I hope things work out for your friends--stamps are a good temporary measure while you get back on your feet, and if they're good folks I'm sure that'll happen in no time. :)
As far as workaholism goes--cliched though it may be, the saying "If you do what you love, you'll never work a day in your life" is something I've found to be quite true.
It's true, but unhelpful. Until they're all replaced by robots and thrown out into the cold entirely as useless, unemployed bums, someone has to clean the toilets, stack the shelves, assemble the iPods, deliver the chemical supplies from one lab to another, etc. I can't abide the notion of simply condemning some fixed portion of society to suffer because the rest of us are too stingy to pay them a living wage, nor a majority of society to suffer because a combination of a deflationary demand crisis and rising automation have rendered their labors permanently obsolete.
EDIT: Speaking for myself personally, I quite like being a grad-student and researcher, but I really felt that programming in the corporate world was... just not for me. I'm actually pretty far up the skill chain and provably (ie: I've done it before) capable of bringing in a good deal more than a subsistence wage for myself, but that still doesn't mean I love the thing that makes me the most money or gives me the most sustainable career path.

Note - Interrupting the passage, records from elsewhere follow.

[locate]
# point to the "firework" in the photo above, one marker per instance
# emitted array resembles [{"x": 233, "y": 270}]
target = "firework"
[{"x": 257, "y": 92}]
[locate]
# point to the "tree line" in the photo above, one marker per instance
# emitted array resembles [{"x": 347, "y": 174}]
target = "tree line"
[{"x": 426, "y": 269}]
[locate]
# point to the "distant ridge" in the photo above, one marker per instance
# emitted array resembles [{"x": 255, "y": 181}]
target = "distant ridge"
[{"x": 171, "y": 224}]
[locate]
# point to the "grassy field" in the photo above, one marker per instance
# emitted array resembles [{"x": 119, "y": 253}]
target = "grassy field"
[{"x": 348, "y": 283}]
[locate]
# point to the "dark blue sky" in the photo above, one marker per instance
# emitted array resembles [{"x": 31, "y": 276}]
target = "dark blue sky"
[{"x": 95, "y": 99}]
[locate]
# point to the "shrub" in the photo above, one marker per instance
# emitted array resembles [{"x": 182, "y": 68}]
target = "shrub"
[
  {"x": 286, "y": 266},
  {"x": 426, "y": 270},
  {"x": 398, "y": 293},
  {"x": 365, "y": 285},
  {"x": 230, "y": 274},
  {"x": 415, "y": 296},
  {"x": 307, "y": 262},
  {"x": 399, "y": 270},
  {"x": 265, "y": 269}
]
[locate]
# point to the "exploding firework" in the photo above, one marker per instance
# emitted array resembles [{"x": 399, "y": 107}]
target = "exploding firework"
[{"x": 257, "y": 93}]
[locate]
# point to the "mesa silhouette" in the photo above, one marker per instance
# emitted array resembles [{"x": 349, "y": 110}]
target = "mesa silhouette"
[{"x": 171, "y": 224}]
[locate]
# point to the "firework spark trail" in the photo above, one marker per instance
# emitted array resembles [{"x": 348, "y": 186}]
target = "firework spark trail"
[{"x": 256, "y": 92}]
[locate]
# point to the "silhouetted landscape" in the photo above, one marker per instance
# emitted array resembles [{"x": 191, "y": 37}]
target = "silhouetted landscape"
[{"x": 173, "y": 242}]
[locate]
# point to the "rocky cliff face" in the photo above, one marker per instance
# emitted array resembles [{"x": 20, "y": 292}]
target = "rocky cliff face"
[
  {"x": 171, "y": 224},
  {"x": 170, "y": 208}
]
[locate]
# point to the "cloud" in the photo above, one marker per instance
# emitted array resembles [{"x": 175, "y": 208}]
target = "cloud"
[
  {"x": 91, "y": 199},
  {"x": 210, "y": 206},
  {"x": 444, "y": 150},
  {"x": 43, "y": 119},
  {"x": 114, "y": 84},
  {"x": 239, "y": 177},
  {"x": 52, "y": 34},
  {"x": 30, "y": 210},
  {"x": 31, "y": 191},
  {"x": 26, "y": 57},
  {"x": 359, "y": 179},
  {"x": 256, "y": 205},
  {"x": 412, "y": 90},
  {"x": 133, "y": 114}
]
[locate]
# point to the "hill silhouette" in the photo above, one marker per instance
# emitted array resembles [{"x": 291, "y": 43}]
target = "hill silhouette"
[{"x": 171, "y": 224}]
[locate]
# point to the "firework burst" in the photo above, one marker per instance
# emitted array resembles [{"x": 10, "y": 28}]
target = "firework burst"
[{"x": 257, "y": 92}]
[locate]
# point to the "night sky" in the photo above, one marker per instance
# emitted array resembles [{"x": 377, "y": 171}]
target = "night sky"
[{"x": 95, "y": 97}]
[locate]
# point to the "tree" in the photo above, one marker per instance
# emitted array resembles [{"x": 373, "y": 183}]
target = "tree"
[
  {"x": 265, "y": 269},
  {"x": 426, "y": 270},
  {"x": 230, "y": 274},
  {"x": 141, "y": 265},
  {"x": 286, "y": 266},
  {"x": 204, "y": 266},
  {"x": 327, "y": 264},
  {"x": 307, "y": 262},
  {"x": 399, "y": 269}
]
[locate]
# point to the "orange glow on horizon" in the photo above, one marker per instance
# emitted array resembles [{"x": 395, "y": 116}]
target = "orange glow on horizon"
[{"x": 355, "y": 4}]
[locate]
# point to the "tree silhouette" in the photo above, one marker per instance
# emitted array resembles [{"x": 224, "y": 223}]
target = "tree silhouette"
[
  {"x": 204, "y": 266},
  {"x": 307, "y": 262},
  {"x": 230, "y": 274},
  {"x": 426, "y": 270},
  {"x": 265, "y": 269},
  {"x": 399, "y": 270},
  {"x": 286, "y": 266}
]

(Last Sunday I spent two hours powersnaking out a clogged commercial sewer line, so believe me that I have sympathy for shit jobs.)
I completely agree with you both that we shouldn't condemn people to work annoying jobs and that we shouldn't be corporate drones (regardless of pay).
I think that the key to fixing a lot of this is to have it easier to move around and find interesting work--if I get sick of writing code, I should be able to find a gig doing plumbing, or carpentry, or stacking, or whatnot, until I'm ready to code again.
I think that the problem we're dancing around as a society is that physical jobs are not selected-for by the market as much as they once were (due to either automation or foreign labor), and professional jobs are a few JSON blobs and sorting algorithms away from being deprecated.
We need to figure out how to deal with an educated, intelligent, and most importantly easily-bored citizenry. It's no longer enough to say "Well, everybody has to work jobs they hate, so suck it up!". If we can't solve around that, well, we're in trouble.